Active learning meets metadynamics: Automated workflow for reactive machine learning potentials

Fernanda Duarte,Veronika Juraskova,Tristan Johnston-Wood,Hanwen Zhang,Valdas Vitartas
DOI: https://doi.org/10.26434/chemrxiv-2024-twmlz
2024-11-01
Abstract:Atomistic simulations driven by machine learning-based potentials (MLPs) are a cost-effective alternative to ab initio molecular dynamics (AIMD). Yet, their broad applicability in reaction modelling remains hindered, in part, by the need for large training datasets that adequately sample the relevant potential energy surface, including high-energy transition state (TS) regions. To optimise dataset generation and extend the use of MLPs for reaction modelling, we present a workflow that combines automated active learning with well-tempered metadynamics, requiring no prior knowledge of TSs. Using data-efficient architectures, such as the linear Atomic Cluster Expansion, we illustrate the performance of this strategy in various organic reactions where the environment is described at different levels, including the SN2 reaction between fluoride and chloromethane in implicit water, the methyl shift of 2,2-dimethylisoindene in the gas phase, and a glycosylation reaction in explicit dichloromethane solution, where competitive pathways exist. The proposed training strategy yields accurate and stable MLPs for all three cases, highlighting its versatility for modelling reactive processes.
Chemistry
What problem does this paper attempt to address?

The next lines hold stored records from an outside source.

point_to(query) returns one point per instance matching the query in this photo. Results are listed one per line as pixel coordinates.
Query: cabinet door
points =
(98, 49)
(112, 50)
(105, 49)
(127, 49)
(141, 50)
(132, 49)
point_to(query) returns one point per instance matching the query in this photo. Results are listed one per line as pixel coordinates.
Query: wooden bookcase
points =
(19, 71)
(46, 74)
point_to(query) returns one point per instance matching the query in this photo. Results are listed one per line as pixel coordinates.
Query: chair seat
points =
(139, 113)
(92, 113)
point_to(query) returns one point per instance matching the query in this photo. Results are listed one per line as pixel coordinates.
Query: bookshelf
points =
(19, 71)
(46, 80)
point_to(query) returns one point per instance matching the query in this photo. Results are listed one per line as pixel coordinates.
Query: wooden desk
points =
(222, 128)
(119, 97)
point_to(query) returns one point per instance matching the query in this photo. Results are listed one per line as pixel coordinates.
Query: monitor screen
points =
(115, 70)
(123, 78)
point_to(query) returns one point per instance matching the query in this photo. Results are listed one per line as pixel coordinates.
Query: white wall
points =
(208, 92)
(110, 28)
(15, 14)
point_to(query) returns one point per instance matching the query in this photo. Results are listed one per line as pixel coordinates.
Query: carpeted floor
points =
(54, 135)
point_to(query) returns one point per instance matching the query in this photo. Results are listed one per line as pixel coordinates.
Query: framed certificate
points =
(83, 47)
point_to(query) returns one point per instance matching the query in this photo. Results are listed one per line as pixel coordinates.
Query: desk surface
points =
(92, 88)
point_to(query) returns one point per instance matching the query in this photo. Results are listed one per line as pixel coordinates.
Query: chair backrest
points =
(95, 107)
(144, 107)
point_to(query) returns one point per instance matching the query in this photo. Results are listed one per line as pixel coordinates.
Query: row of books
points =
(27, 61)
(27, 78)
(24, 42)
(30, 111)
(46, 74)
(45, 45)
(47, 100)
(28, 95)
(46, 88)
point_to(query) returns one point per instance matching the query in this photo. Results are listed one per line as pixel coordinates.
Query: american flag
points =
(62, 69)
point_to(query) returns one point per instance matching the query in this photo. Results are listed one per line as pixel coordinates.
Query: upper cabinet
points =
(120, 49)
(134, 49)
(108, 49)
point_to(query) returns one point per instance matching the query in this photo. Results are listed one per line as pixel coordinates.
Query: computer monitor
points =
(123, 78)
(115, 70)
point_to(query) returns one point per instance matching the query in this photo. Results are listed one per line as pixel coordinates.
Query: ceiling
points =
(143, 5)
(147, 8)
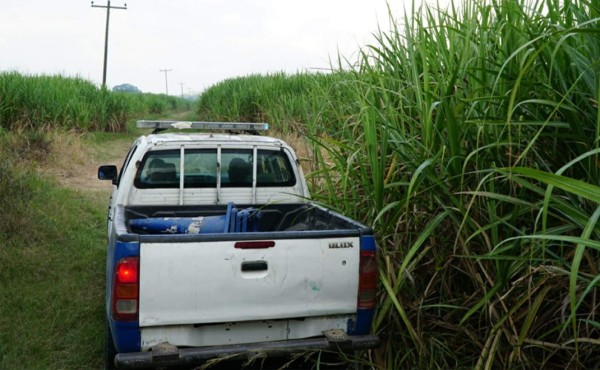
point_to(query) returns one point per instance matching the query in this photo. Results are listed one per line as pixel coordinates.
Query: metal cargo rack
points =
(248, 127)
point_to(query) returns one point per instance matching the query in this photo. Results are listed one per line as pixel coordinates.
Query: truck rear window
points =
(162, 169)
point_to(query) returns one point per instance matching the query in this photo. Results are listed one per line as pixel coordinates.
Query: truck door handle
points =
(254, 266)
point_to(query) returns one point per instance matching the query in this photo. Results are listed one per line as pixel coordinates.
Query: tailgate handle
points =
(254, 266)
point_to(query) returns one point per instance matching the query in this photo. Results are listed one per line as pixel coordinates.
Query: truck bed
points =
(277, 218)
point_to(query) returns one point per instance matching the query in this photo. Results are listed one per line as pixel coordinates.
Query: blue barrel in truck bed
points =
(234, 220)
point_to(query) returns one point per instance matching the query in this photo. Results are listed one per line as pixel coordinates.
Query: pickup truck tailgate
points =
(211, 282)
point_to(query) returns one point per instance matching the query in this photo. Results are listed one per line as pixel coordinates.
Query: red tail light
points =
(367, 284)
(125, 293)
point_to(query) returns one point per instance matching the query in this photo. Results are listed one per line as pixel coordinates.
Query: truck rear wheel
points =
(109, 349)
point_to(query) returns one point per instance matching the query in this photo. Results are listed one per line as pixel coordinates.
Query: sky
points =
(200, 42)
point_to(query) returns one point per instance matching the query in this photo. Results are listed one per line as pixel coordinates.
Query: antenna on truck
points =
(158, 126)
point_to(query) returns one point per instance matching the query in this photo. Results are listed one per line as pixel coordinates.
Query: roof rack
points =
(158, 126)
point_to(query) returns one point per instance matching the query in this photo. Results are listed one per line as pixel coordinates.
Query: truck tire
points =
(109, 349)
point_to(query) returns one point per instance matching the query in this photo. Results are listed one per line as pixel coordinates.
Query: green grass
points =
(45, 102)
(468, 137)
(52, 281)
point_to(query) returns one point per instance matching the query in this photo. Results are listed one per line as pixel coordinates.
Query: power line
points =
(108, 8)
(181, 84)
(166, 81)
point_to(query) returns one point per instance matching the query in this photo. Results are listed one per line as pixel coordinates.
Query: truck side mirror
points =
(107, 172)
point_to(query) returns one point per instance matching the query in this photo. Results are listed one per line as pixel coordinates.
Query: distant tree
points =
(127, 88)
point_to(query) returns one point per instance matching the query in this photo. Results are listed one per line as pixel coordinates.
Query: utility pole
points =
(181, 84)
(166, 81)
(108, 8)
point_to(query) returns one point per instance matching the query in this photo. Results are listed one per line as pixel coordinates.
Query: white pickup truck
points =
(215, 250)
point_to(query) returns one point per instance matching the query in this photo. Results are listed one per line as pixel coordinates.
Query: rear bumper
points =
(172, 356)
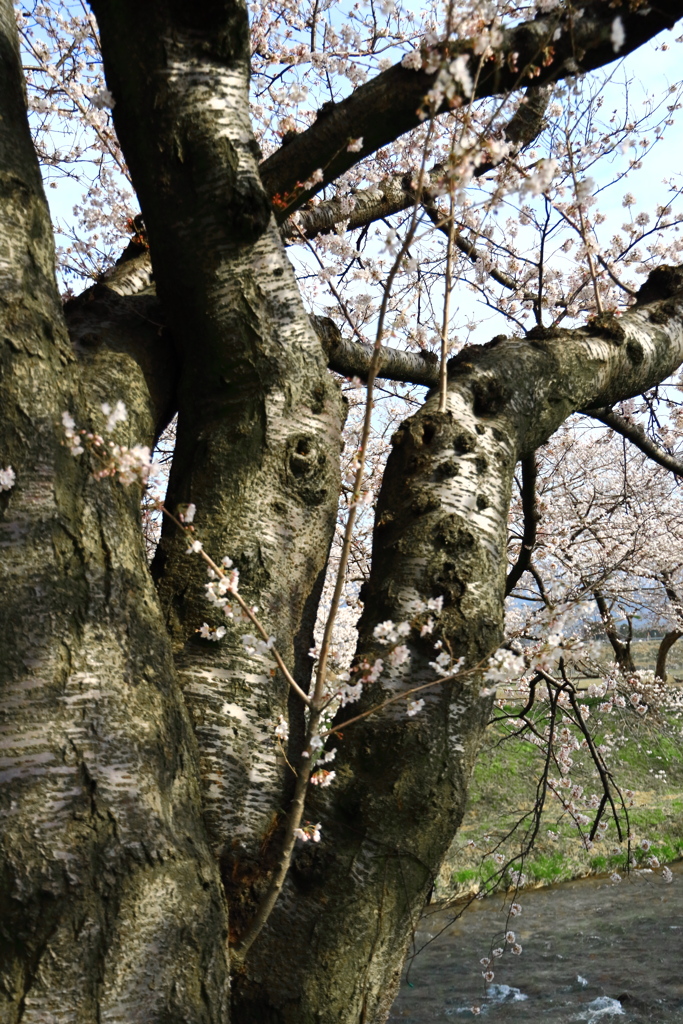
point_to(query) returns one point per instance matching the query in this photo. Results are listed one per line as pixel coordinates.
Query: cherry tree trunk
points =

### The Problem the Paper Attempts to Solve The paper aims to address the application of machine learning potentials (MLPs) in reaction modeling, specifically how to efficiently generate training datasets that can adequately sample the relevant potential energy surfaces, including high-energy transition state regions. Although machine learning-based potentials are more cost-effective in atomic simulations compared to ab initio molecular dynamics (AIMD), their widespread application is still limited by the need for large training datasets that sufficiently describe the relevant potential energy surfaces, especially the high-energy transition state regions. To optimize dataset generation and expand the application of MLPs in reaction modeling, the authors propose a workflow that combines automated active learning (AL) and well-tempered metadynamics (WTMetaD). This method does not require prior knowledge of transition state information and can use data-efficient architectures (such as linear atomic cluster expansion) to enhance performance. By validating the method in various organic reactions, it demonstrates its applicability and accuracy at different levels of environmental description, including the S N2 reaction in implicit aqueous solution, the methyl migration reaction of 2,2-dimethylisindole in the gas phase, and the glycosylation reaction in explicit dichloromethane solvent. The results show that this training strategy can generate accurate and stable MLPs in all three cases, highlighting its versatility and effectiveness in reaction process modeling.